Now comes Robert D. Putnam with Our Kids: The American Dream in Crisis. Returning to his hometown of Port Clinton, Ohio, Putnam tells the story of today's kids, like these two black kids. One's the child of married, educated parents and he's doing fine. The other's a child of the black working class, and he complains that his parents “couldn't live together for nothing” and loves beating people up.

To the New York Times' Jason DeParle it's all about “income inequality.” And Putnam just proposes more of the same, according to W. Bradford Wilcox in the Wall Street Journal: more government, and of course, the ignis fatuus of Obama-era liberals, universal pre-school.
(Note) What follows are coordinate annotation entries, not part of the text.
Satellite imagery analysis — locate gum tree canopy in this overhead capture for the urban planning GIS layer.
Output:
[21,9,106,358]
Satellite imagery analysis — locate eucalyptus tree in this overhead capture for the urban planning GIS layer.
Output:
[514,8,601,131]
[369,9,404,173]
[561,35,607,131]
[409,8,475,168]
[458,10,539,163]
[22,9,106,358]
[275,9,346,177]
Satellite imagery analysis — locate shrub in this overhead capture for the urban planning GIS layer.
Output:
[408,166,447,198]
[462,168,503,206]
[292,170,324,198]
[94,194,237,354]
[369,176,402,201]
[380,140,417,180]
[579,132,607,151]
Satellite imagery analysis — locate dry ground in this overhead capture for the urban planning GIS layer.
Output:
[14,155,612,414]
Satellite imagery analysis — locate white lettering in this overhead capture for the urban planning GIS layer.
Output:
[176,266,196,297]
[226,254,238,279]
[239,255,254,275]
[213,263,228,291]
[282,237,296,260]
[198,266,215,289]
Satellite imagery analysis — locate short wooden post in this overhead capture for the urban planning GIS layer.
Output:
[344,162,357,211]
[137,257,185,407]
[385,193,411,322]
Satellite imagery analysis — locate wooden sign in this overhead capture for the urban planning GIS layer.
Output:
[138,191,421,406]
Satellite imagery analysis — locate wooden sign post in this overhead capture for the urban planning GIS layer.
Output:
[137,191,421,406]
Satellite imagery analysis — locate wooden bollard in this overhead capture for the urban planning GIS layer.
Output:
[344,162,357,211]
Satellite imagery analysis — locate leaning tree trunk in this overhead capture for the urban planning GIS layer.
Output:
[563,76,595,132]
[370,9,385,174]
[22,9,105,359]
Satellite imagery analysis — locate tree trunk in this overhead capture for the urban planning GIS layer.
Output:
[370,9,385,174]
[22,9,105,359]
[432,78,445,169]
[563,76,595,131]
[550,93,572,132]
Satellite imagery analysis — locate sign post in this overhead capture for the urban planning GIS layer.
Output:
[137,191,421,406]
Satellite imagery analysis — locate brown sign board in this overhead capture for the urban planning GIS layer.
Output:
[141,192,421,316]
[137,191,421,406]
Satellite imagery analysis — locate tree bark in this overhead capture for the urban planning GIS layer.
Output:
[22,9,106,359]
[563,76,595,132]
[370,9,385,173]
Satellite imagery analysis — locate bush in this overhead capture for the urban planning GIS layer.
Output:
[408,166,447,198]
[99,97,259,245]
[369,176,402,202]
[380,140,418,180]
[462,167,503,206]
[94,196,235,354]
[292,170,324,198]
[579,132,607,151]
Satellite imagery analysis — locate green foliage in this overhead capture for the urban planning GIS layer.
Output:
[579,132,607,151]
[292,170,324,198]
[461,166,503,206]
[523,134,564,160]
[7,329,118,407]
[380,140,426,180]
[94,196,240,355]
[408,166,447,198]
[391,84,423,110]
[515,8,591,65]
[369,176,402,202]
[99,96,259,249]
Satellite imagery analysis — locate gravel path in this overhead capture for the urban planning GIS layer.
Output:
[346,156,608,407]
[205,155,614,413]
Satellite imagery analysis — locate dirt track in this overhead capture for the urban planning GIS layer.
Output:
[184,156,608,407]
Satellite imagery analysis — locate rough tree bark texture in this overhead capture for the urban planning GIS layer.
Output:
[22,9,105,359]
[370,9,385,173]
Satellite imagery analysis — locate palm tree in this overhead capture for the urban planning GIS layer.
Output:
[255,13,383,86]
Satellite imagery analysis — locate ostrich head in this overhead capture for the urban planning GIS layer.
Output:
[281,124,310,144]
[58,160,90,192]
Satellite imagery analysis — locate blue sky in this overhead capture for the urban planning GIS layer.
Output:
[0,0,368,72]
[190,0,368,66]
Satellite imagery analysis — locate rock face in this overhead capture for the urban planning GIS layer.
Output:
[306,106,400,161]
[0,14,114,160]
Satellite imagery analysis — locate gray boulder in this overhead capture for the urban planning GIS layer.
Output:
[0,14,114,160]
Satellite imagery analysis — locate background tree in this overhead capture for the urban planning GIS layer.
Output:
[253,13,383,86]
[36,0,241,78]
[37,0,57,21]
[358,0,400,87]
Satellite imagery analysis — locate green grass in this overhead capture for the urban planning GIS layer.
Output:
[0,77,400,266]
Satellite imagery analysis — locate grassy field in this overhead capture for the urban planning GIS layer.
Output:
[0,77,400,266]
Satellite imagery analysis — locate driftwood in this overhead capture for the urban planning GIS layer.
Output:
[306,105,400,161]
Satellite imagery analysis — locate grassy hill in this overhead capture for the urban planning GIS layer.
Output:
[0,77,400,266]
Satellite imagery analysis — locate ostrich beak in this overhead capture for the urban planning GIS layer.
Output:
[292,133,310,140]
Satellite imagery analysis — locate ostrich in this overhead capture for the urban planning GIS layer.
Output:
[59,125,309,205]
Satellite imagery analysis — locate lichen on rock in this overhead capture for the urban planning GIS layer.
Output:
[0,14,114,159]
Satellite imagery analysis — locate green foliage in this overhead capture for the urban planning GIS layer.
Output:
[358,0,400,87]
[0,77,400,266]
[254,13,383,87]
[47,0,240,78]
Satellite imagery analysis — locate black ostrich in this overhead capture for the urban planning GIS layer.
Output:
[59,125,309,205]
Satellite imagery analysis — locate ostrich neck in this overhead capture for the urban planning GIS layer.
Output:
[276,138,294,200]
Putnam, you may recall, wrote Bowling Alone back in 2000. In it he mourned that Americans didn't seem to be joining organizations (e.g., bowling leagues) any more. Golly, I wonder why that might be?

Here's a clue. Back in the early 1970s I belonged to a couple of Toastmasters Clubs. They were great: you learned how to do public speaking and think on your feet. But even then, members were worrying that it was hard to get kids to join Toastmasters because it was easier to take a speech class at the local community college. Hello liberals!

Okay, so the liberal welfare state is to blame for everything. But what about that bottom 30 percent? We have to do something.

It happens that I am confronting this issue at this very moment in the writing of “An American Manifesto.” I call for a “culture of involvement” and I sketch typical life trajectories, including a poor family that, with minimal skills, still manages to make it with hard work and get their kids out of the nest with a decent education. But, I realize, what happens if things go wrong? Do we just let that poor family starve?

I went downstairs and got out The Year 1000 by Robert Lacey and Danny Danziger, a book about life in England in the year 1000. On a page comfortably talking about the fact that Bristol and Dublin were major slave ports back then, they address the question of what happened to a poor person down on his luck.

[I]n the year 1000 the starving man had no other resort but to kneel before his lord or lady and place his head in their hands. No legal document was involved, and the new bondsman would be handed a bill-hook or ox-goad in token of his fresh start in servitude.

The idea was that you gave up to your lord your “head for food.”

Really, what has changed? Today the starving man gives up his vote to the Democratic Party and his local community organizer in return for SNAP, TANF, Section 8, and Medicaid, and he doesn't have to work for his food, like the bondsman of old.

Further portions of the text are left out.